​Mats Carduner, fifty-five : "les annonceurs veulent reprendre le contrôle de leurs données"


Ancien directeur de Google France, Mats Carduner est aux commandes de fifty-five, une société de conseil à la jonction entre IT, publicité et relation client, bras armé du groupe You & Mister Jones dans la data.



Que fait une Data Company au sein d'un groupe de "BrandTech" ? Quel est votre positionnement ?
 
MC - Nous définissons fifty-five comme une société de conseil technologique, qui aide les marques à exploiter la donnée pour améliorer leur connaissance client, les parcours utilisateurs ou mieux cibler la publicité.
 
Alors que tout le marché évoque des rapprochements entre sociétés de conseil en stratégie, agences de communication et sociétés de services informatiques,  fifty-five a décidé de rejoindre You & Mister Jones, afin de créer l'un des tous premiers groupes intégrés dans ces métiers, autour de cette notion de "BrandTech".
 
Concrètement, nous sommes à la jonction entre IT, publicité et relation client, et nous veillons à ce que les données puissent correctement irriguer tous les départements de l'entreprise ou de ses prestataires traditionnels, et ainsi contribuer efficacement à la transformation des organisations.
 
Le monde de la publicité est en train de téléscoper celui du CRM ?
 
MC - Oui et les grandes organisations ne peuvent plus se permettre une organisation en silo. Avec le digital, les réseaux sociaux ou l'internet des objets, les données se multiplient et permettent non seulement de mieux connaître ses clients mais également de piloter son achat d'espace, en ciblant en programmatique les bonnes personnes, au bon moment et sur le bon écran.
 
fifty-five dispose ainsi non seulement d'une expertise des grandes plateformes de cloud computing (Google, Alibaba, Amazon Web Services,…)- , qui stockent les données, mais également de certifications Google dans l'Analytics ou l'achat média programmatique.
 
C'est un positionnement unique dans le data marketing, qui nous permet de collecter, valoriser et exploiter intelligemment les données de nos clients, et ainsi leur permettre de se développer dans un environnement particulièrement complexe et concurrentiel.
 
Ces données doivent-elles être chez le client ou chez un prestataire ?
 
C'est une question stratégique que doivent se poser les directions marketing mais également les directions informatiques, les directions financières ou la direction générale.
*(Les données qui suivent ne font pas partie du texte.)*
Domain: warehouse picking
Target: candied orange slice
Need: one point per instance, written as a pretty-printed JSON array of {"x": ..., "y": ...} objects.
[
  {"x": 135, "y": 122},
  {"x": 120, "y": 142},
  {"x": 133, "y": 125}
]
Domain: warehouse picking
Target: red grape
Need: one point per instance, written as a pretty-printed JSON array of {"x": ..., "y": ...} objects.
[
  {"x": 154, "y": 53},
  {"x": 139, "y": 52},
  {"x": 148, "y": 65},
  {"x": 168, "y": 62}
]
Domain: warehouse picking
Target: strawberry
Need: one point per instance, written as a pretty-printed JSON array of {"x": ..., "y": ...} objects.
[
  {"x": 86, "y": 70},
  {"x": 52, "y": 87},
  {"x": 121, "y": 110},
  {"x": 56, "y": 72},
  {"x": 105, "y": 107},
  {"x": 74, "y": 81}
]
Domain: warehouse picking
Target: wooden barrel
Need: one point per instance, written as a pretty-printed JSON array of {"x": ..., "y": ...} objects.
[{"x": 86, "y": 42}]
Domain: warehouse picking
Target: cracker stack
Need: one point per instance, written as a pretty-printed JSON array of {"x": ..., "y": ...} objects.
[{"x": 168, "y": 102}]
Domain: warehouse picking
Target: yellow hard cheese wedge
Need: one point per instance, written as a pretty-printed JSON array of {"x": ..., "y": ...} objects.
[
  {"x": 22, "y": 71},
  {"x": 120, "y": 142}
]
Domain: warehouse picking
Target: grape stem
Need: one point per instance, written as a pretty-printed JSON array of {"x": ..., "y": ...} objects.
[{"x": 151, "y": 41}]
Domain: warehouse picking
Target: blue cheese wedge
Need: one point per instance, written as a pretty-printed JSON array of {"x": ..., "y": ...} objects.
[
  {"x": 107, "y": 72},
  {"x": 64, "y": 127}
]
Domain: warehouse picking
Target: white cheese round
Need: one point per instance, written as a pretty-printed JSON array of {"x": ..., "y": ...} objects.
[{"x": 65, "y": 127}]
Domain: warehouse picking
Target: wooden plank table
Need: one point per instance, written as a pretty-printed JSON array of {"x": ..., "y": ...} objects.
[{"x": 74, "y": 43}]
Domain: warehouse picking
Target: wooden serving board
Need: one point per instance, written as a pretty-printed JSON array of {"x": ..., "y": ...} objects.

Comme je le disais, nous nous définissons comme une société de conseil et nous pensons effectivement que les annonceurs veulent, et doivent, reprendre le contrôle de leurs données.
 
Nous travaillons d'ailleurs aussi bien avec des grandes marques et avec leurs agences de communication, qu'avec des pure players, qui ont internalisé l'achat d'espace. Dans les deux cas, nos clients ont besoin de notre expertise dans la donnée pour déployer les bonnes infrastructures, analyser ces masses de données et les exploiter efficacement.
 
Nous travaillons par exemple pour Sarenza sur une plateforme baptisée RANK, qui exploite les données Google Analytics ou Eulerian et qui est un véritable outil d'amélioration du merchandising et d’aide à la décision. Cette intermédiation crée de la valeur pour nos clients même s’ils disposent de leurs propres équipes de trading.
 
On observe une multiplication d'alliances autour de la data. Cela peut-il impacter vos métiers ?
 
Le marché français réagit effectivement en constituant des alliances. Mais des géants tels que Google, Facebook, Amazon ou Alibaba ont des années d'avance et déjà une couverture globale.
 
La montée en puissance de la publicité programmatique offre beaucoup d'opportunités aux annonceurs mais elle s'accompagne également de nouveaux challenges en matière de transparence, de visibilité ou de brand safety.
 
Et fifty-five se positionne en tiers de confiance pour accompagner les annonceurs dans leur conquête de ce nouvel univers.